The Toronto Maple Leafs are a curious contradiction of sponsorship. Canada’s serial playoff underperformers, despite spending the equivalent of the country’s GDP annually on salaries, finally made it past the first round this year, but are in a 3-0 hole to Florida in round two.

The Maple Leafs play in Scotiabank Arena. Nothing could be more fitting than a powerhouse financial institution as a sponsor for a freespending, underachieving hockey operation.

Maple Leaf jerseys bear a script Milk insignia, representing sponsorship by the Ontario Dairy Farmers. It was amusing to read the response on one fan site, in which the deal was headlined as “offensive, disgusting.”

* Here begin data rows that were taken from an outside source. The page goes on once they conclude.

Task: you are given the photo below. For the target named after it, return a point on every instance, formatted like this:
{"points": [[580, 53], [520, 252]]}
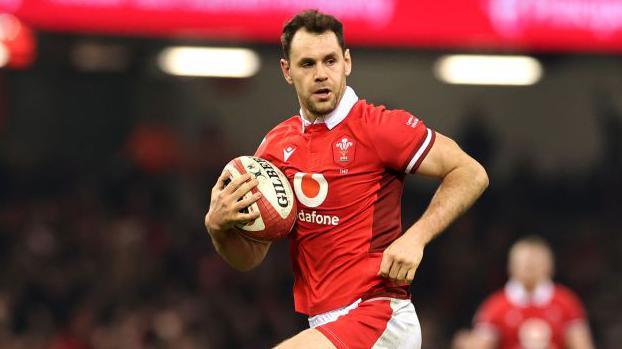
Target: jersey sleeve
{"points": [[488, 316], [401, 140], [261, 149], [573, 308]]}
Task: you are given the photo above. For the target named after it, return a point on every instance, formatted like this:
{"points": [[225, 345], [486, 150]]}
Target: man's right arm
{"points": [[237, 250]]}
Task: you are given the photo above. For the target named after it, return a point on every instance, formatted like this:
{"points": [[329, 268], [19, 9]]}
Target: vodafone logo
{"points": [[311, 188]]}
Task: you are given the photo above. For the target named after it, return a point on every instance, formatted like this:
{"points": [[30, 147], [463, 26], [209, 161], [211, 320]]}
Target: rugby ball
{"points": [[277, 206]]}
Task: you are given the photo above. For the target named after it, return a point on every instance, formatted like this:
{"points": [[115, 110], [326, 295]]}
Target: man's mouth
{"points": [[322, 93]]}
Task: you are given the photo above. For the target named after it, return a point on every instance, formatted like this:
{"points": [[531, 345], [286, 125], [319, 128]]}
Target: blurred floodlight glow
{"points": [[209, 62], [488, 70], [4, 55]]}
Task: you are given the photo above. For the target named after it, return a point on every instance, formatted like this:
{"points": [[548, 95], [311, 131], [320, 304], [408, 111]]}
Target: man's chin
{"points": [[321, 109]]}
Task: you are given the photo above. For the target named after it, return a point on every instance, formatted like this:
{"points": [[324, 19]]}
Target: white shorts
{"points": [[387, 323]]}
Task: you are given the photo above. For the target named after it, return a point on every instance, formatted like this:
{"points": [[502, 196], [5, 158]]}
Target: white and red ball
{"points": [[277, 206]]}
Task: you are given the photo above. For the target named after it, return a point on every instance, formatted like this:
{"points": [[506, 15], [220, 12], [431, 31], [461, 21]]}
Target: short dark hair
{"points": [[314, 22]]}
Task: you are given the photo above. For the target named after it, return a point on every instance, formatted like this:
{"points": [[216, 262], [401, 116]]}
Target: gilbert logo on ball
{"points": [[277, 205]]}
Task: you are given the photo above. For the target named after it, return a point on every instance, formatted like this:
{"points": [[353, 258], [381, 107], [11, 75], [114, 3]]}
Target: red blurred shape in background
{"points": [[17, 43]]}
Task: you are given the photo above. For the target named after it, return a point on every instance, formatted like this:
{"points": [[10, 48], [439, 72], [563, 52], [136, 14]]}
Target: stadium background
{"points": [[106, 165]]}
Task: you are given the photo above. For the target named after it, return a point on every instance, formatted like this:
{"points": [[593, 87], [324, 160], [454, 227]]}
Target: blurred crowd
{"points": [[117, 256]]}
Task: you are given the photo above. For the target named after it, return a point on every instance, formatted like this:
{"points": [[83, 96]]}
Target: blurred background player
{"points": [[531, 312], [347, 160]]}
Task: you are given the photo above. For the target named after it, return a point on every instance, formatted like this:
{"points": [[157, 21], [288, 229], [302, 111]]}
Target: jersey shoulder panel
{"points": [[273, 138]]}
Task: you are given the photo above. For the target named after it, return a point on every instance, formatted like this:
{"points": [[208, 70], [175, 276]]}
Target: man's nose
{"points": [[320, 73]]}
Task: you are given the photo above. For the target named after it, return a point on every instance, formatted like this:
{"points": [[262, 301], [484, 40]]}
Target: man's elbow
{"points": [[480, 177], [245, 267]]}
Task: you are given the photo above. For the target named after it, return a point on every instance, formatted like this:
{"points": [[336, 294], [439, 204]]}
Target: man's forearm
{"points": [[457, 192], [240, 252]]}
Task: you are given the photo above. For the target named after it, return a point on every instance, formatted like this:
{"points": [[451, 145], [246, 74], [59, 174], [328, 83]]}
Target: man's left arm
{"points": [[463, 180]]}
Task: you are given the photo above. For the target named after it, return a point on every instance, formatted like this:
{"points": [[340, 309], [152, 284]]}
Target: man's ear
{"points": [[348, 60], [285, 70]]}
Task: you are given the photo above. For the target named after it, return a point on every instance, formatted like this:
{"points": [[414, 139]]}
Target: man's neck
{"points": [[311, 117]]}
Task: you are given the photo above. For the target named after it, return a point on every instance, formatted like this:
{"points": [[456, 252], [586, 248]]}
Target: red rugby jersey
{"points": [[522, 321], [348, 174]]}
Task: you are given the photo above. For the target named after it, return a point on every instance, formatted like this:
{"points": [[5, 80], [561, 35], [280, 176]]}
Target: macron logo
{"points": [[287, 152]]}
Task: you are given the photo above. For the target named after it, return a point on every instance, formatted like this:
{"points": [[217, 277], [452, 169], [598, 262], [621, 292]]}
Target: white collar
{"points": [[348, 100], [518, 295]]}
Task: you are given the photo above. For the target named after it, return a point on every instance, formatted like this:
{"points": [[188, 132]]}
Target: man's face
{"points": [[530, 264], [317, 67]]}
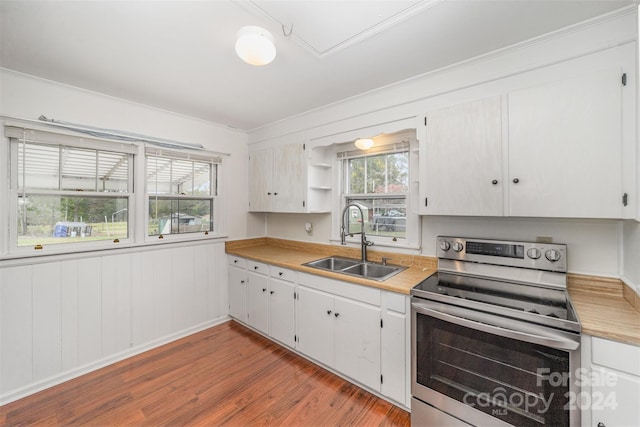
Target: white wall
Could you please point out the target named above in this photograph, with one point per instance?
(595, 246)
(64, 316)
(28, 97)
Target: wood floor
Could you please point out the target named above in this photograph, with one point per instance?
(225, 375)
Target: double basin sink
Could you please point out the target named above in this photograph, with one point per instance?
(357, 268)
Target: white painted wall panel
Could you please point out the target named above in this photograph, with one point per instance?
(163, 293)
(60, 318)
(146, 309)
(183, 283)
(47, 320)
(123, 277)
(218, 296)
(108, 288)
(136, 298)
(69, 314)
(16, 320)
(201, 281)
(90, 311)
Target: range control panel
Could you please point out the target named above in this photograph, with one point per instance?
(540, 256)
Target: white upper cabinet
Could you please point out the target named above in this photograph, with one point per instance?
(558, 142)
(463, 159)
(565, 147)
(277, 179)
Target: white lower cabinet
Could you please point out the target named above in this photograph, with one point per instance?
(358, 331)
(610, 395)
(237, 289)
(282, 325)
(357, 341)
(258, 296)
(340, 333)
(395, 365)
(315, 325)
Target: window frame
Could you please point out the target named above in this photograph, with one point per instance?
(215, 163)
(15, 135)
(383, 144)
(137, 199)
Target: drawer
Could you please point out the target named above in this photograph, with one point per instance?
(282, 273)
(258, 267)
(616, 355)
(237, 261)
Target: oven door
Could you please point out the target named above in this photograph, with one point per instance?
(491, 370)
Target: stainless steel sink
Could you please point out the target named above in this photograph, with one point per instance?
(333, 263)
(354, 267)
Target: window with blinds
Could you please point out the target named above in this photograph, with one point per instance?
(181, 189)
(68, 190)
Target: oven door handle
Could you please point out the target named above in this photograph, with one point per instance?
(557, 342)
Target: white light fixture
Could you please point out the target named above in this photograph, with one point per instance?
(254, 45)
(364, 143)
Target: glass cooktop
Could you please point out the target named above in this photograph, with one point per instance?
(539, 304)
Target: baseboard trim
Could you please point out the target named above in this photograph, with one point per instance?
(46, 383)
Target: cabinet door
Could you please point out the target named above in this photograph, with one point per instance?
(288, 179)
(258, 301)
(237, 293)
(393, 362)
(464, 160)
(357, 341)
(281, 312)
(260, 180)
(315, 324)
(565, 147)
(615, 397)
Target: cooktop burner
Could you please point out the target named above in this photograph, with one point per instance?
(522, 280)
(534, 300)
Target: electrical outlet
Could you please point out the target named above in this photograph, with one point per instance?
(544, 239)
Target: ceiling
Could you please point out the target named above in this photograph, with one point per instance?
(179, 55)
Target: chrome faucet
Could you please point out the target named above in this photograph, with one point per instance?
(345, 230)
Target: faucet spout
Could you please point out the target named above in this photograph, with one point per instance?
(344, 230)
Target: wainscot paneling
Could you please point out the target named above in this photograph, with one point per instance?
(63, 318)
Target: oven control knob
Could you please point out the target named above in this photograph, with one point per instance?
(534, 253)
(552, 255)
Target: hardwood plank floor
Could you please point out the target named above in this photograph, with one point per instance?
(225, 375)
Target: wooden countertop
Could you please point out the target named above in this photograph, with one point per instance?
(292, 254)
(606, 307)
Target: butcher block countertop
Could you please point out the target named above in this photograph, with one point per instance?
(292, 254)
(607, 308)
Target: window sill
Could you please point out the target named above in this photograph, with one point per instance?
(404, 247)
(37, 256)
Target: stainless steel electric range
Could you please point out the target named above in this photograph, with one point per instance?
(495, 337)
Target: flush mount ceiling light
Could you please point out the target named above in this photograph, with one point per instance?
(254, 45)
(364, 143)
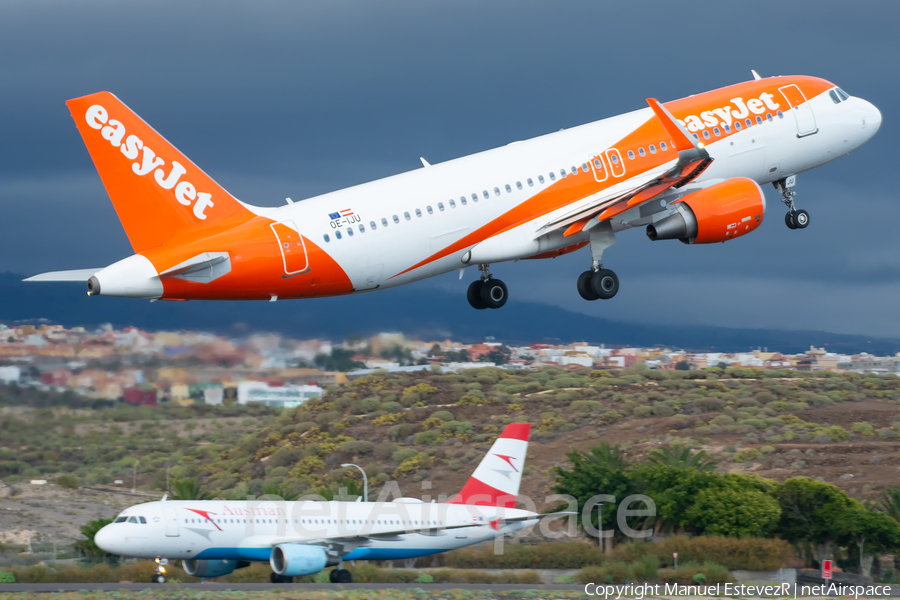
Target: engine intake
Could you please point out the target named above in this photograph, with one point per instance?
(715, 214)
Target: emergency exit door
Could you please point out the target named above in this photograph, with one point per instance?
(293, 248)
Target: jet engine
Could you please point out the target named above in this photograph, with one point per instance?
(296, 560)
(715, 214)
(211, 568)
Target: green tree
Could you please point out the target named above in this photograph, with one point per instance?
(680, 456)
(86, 548)
(602, 469)
(810, 512)
(734, 512)
(189, 489)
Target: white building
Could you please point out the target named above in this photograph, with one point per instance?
(286, 396)
(10, 374)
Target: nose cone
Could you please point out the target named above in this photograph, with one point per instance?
(105, 540)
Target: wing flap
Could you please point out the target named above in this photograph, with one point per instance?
(693, 159)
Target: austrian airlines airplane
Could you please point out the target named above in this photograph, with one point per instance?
(687, 170)
(215, 537)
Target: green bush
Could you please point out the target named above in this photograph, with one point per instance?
(695, 574)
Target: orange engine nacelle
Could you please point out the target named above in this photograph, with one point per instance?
(715, 214)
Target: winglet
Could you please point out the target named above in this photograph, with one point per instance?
(680, 136)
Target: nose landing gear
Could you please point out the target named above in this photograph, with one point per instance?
(487, 292)
(794, 219)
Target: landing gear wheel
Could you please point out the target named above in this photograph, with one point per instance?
(474, 295)
(493, 293)
(605, 284)
(342, 576)
(584, 286)
(789, 220)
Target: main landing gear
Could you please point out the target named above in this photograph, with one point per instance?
(486, 292)
(340, 576)
(599, 283)
(794, 219)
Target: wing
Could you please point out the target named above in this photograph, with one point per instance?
(362, 538)
(693, 159)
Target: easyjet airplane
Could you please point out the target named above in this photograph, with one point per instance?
(215, 537)
(688, 170)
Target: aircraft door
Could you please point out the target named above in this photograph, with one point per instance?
(803, 114)
(170, 514)
(293, 249)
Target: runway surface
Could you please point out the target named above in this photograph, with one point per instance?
(256, 587)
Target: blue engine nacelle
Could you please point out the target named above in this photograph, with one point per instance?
(296, 560)
(208, 568)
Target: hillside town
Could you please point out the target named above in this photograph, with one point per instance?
(146, 368)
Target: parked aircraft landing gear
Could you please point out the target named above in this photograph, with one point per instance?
(340, 576)
(486, 292)
(794, 219)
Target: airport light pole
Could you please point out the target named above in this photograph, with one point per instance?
(365, 480)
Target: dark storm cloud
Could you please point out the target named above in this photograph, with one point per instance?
(296, 99)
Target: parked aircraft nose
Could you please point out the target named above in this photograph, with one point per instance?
(105, 539)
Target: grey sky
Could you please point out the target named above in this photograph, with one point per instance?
(295, 99)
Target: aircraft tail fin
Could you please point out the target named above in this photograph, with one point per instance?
(496, 480)
(157, 192)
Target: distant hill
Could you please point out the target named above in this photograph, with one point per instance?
(420, 312)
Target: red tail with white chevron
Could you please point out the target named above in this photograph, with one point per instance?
(496, 480)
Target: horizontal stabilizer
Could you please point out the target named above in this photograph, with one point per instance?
(76, 275)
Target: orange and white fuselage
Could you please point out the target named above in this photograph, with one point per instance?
(536, 198)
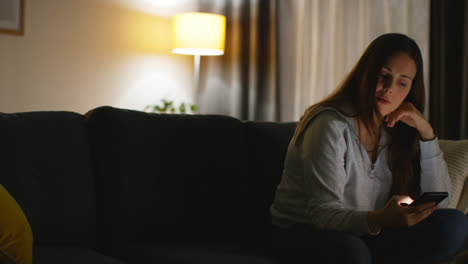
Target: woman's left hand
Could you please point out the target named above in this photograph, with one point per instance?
(410, 115)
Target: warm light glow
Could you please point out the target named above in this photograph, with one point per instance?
(406, 200)
(198, 34)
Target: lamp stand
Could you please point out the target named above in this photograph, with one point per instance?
(196, 77)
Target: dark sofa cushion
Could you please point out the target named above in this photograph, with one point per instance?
(163, 177)
(70, 255)
(267, 146)
(46, 166)
(192, 254)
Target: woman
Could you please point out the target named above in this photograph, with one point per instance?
(356, 157)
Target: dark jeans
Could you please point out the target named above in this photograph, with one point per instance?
(438, 238)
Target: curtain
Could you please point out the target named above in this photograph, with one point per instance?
(320, 41)
(243, 82)
(449, 68)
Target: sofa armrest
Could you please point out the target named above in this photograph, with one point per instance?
(456, 157)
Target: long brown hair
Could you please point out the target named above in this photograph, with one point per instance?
(359, 87)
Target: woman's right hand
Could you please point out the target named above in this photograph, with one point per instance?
(396, 215)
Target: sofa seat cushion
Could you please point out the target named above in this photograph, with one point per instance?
(185, 254)
(70, 255)
(456, 157)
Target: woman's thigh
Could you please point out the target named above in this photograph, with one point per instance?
(305, 244)
(439, 237)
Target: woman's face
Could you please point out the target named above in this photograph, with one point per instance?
(394, 82)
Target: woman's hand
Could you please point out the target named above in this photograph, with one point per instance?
(410, 115)
(396, 215)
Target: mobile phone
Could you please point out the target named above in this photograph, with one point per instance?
(427, 197)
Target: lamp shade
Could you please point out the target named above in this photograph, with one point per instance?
(198, 33)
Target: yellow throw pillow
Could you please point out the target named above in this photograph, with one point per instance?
(15, 233)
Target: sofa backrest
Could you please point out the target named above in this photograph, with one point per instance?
(46, 166)
(267, 144)
(163, 177)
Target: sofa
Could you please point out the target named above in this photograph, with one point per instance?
(125, 186)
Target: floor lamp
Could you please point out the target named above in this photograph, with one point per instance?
(198, 34)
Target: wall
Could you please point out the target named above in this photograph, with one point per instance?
(77, 55)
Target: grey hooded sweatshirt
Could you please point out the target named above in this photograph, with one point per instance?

Why? The milk business is a “terrible and controversial industry,” detrimental to animals, the environment and our health.

Ironically, Maple Leafs helmet sponsor TikTok was mentioned in the same screed, with nary a bad word about that.

This might seem curious considering TikTok is under a bit of bi-partisan fire for being a propagandizing and spying operation of the Chinese Communists. This doesn’t matter to the Woke types. They just want to post and/or view insipid videos.

Of the remaining eight teams, I find myself obliged to align with the New Jersey Devils and Edmonton Oilers for sponsorship reasons.

First, the Devils play in the Prudential Center. What is more American than a life insurance/financial services giant? That arena is nicknamed “The Rock,” an homage to Prudential advertising. And the Devils’ helmet sponsor is Prudential.

Edmonton plays in Rogers Place, sponsored by the Canadian communications megalith. The traditionalist Oilers will not besmirch their jerseys with corporate sponsorship, and keep their home helmets similarly sanitary.

On the road, those Oilers helmets have sponsorship from SkipTheDishes, a Canadian online food delivery service.

I once had Prudential life insurance, but, alas, switched to Northwestern Mutual for a better deal. If only I lived in Canada, I’d support SkipTheDishes with an order or two.

Meanwhile, let’s go Devils and Oilers.